| Background: Arc is implemented in Racket/MzScheme, which recently introduced immutable pairs. However, Arc is supposed to allow for list mutation. This was hacked around (by Eli Barzilay of PLT) using some unchecked pointer operations in MzScheme to alter the supposedly immutable pairs. That seemed to work well, but a year ago, akkartik noticed something going wrong with queues. Occasionally, adding or deleting an item from the queue would fail. This suggested something was going wrong, somehow, with the list mutation. Here is his original thread: http://arclanguage.org/item?id=11347 Recently, I conducted a more detailed investigation, and found that the problem was caused when garbage collection happened in the middle of the execution of the hack "set-car!" or "set-cdr!" functions. Here was my thread: http://arclanguage.org/item?id=13518 Today, I continued my investigation and found that, specifically, the Racket function "ptr-ref", which was used to return a C pointer to the pair to be mutated, caused memory allocation (and, therefore, possibly garbage collection).

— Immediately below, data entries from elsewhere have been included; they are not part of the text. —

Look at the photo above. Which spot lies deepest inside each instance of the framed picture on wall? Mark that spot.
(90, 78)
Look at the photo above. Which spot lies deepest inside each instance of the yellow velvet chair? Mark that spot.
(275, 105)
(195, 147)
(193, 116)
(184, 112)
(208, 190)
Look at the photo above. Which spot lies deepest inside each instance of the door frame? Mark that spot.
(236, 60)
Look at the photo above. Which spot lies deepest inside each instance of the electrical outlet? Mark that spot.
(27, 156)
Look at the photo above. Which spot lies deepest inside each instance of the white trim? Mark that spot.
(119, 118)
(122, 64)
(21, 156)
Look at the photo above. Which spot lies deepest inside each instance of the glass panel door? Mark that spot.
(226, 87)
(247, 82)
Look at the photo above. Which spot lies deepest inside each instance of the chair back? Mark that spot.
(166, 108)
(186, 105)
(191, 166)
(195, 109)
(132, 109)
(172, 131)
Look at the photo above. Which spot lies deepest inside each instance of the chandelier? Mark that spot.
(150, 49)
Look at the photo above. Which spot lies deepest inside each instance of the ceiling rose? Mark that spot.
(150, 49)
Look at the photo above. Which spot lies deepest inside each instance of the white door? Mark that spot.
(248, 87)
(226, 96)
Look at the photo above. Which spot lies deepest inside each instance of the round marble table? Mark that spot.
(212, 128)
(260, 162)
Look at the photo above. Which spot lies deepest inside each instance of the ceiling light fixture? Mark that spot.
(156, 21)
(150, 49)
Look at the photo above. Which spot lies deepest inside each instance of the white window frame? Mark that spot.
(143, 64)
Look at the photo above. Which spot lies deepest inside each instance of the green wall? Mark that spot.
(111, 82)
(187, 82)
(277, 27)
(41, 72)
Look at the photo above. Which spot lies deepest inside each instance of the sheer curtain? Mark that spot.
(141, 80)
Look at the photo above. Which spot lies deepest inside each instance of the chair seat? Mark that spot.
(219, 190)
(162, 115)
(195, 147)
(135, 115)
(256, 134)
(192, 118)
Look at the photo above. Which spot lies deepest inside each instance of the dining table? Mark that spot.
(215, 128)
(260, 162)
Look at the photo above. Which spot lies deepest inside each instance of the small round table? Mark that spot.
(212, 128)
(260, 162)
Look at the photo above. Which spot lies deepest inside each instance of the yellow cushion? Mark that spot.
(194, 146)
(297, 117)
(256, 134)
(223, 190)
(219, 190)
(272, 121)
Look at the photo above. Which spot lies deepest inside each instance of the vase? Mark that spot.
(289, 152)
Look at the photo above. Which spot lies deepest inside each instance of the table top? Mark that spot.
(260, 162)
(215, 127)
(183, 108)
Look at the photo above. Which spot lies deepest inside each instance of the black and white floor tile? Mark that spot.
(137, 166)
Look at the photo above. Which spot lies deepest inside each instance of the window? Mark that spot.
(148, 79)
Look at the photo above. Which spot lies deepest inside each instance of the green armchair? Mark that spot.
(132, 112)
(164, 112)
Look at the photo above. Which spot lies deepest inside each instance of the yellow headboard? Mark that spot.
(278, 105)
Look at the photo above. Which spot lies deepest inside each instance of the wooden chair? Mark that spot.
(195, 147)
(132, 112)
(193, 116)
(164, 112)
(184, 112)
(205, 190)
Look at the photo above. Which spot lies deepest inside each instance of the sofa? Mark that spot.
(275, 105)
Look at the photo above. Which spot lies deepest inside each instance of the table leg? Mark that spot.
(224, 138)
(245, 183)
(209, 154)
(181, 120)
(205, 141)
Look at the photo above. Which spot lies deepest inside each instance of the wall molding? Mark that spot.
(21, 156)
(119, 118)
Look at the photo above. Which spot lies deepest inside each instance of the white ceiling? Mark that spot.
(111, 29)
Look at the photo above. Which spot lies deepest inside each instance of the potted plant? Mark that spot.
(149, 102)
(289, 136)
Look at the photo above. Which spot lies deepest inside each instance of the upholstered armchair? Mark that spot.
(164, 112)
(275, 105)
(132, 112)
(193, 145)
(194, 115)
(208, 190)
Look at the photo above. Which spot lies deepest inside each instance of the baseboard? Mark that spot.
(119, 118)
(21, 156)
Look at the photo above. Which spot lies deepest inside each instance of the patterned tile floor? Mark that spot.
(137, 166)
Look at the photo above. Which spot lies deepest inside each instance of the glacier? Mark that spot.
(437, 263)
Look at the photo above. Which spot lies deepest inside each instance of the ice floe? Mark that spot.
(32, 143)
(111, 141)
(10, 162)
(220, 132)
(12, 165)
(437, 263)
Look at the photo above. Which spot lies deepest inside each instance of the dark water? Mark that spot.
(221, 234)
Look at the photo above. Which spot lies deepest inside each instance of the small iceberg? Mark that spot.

This is the main part of Eli's code: (define (set-ca/dr! offset who p x)
(if (pair? p)
(let ([p* (get-ptr)])
(ptr-set! p* _scheme p)
(ptr-set! (ptr-ref p* _pointer 0) _scheme offset x))
(raise-type-error who "pair" p)))
(define (n-set-car! p x) (set-ca/dr! 1 'set-car! p x))
(define (n-set-cdr! p x) (set-ca/dr! 2 'set-cdr! p x))
Here, Eli uses a global C pointer, (get-ptr), and sets that to point to the pair to be modified. The entire 'let expression could be replaced by this: (ptr-set! (cast p _scheme _pointer) _scheme offset x))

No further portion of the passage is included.